Namun, karena mereka biasanya memiliki kemampuan intelegensi lebih dari rata-rata inilah yang jika ditangani secara tepat dapat menjadi aset sumber daya manusia yang potensial.
Ketika ditemukan adanya siswa terdeteksi disleksia, harapannya murid tersebut dapat diberikan penanganan yang tepat dan sesuai.
“Biasanya kita menganggap siswa yang tidak pintar (bodoh) karena tidak bisa membaca, tidak bisa menulis. Biasanya mulai terlihat di kelas antara 1-3 karena mungkin sesungguhnya mereka mengalami gangguan disleksia tersebut, dan seharusnya dilakukan suatu penanganan yang sesuai. Mungkin karena memang selama ini kita tidak mengetahui adanya kelainan disleksia yang dialami siswa tersebut, sehingga penanganan kita kurang tepat dan akurat. Harapannya dengan tes awal ini anak-anak disleksia dapat cepat terbantu, bisa jadi murid tersebut malah memiliki potensi yang luar biasa karena secara IQ mereka di atas rata-rata,” urai Sri.

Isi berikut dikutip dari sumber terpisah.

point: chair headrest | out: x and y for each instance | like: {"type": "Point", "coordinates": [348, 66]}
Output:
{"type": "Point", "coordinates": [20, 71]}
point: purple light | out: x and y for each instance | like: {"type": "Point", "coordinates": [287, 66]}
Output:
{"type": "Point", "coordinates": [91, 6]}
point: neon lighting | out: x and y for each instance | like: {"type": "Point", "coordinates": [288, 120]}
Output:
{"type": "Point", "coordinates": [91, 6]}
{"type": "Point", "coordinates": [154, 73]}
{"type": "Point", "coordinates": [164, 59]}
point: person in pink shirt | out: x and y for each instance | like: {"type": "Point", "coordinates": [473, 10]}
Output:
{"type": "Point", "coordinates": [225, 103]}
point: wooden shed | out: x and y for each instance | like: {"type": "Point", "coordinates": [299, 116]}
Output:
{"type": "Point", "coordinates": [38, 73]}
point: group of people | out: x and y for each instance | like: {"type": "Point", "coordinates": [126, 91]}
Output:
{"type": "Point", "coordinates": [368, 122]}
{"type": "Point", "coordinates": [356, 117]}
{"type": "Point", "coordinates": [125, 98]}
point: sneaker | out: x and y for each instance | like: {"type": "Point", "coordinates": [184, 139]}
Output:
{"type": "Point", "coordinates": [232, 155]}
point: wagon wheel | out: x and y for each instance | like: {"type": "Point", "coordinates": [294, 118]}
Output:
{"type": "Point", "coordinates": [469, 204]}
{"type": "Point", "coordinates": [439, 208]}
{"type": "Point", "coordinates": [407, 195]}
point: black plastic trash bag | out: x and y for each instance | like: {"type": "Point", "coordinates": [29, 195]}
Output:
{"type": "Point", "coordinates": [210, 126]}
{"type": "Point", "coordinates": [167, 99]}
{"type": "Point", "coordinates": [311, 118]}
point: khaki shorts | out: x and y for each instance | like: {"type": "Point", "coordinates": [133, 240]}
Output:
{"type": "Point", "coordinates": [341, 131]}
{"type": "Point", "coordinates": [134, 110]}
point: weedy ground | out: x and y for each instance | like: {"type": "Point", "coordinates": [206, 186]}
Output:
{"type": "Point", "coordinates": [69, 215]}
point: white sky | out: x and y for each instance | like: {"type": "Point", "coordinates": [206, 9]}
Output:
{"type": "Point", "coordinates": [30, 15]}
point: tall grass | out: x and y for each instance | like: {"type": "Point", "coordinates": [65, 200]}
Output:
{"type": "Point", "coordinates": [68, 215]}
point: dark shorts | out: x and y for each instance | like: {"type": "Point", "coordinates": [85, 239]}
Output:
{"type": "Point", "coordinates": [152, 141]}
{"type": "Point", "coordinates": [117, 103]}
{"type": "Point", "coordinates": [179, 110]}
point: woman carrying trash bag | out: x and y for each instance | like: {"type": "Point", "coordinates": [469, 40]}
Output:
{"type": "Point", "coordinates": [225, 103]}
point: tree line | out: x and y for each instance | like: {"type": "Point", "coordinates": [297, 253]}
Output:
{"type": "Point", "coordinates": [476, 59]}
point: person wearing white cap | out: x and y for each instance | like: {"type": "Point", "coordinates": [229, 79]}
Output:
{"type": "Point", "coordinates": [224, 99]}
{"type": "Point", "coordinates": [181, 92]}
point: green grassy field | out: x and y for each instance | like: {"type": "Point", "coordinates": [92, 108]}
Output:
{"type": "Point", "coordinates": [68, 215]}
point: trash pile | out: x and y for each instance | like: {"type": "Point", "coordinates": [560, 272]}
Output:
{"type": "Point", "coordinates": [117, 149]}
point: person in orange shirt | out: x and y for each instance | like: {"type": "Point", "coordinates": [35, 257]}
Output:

Dalam proses pelaksanaannya, Sri mengatakan bahwa pihaknya bekerja sama dengan Dyslexia Genius Malaysia khususnya Pakar Disleksia Malaysia yaitu Encik Jaldeen Ali dengan memperkenalkan program SPTBiD yang telah di terapkan selama lebih dari 23 tahun di negara Malaysia.
“Untuk bagaimana metode atau model pembelajaran program tersebut saya belum tahu, saya hanya membantu mendata siswa untuk melakukan screening test disleksia saja,” tandasnya.
Sementara itu, menurut Direktur Program Dyslexia Genius Malaysia, Puan Bulan Ayu mengungkapkan tujuan dari kedatangannya ke Indonesia, khususnya Kota Tangerang adalah untuk memperkenalkan program SPTBiD yaitu program pengajaran kepada murid dengan disleksia, yang telah sukses diterapkan pada sekolah-sekolah umum di Malaysia.
"Kedatangan kami ke sini adalah untuk mengenalkan program SPTBiD pembelajaran bagi murid disleksia. Khususnya agar digunakan di kelas-kelas inklusif. Sehingga, anak-anak dengan disleksia dapat belajar di sekolah-sekolah biasa," ungkapnya.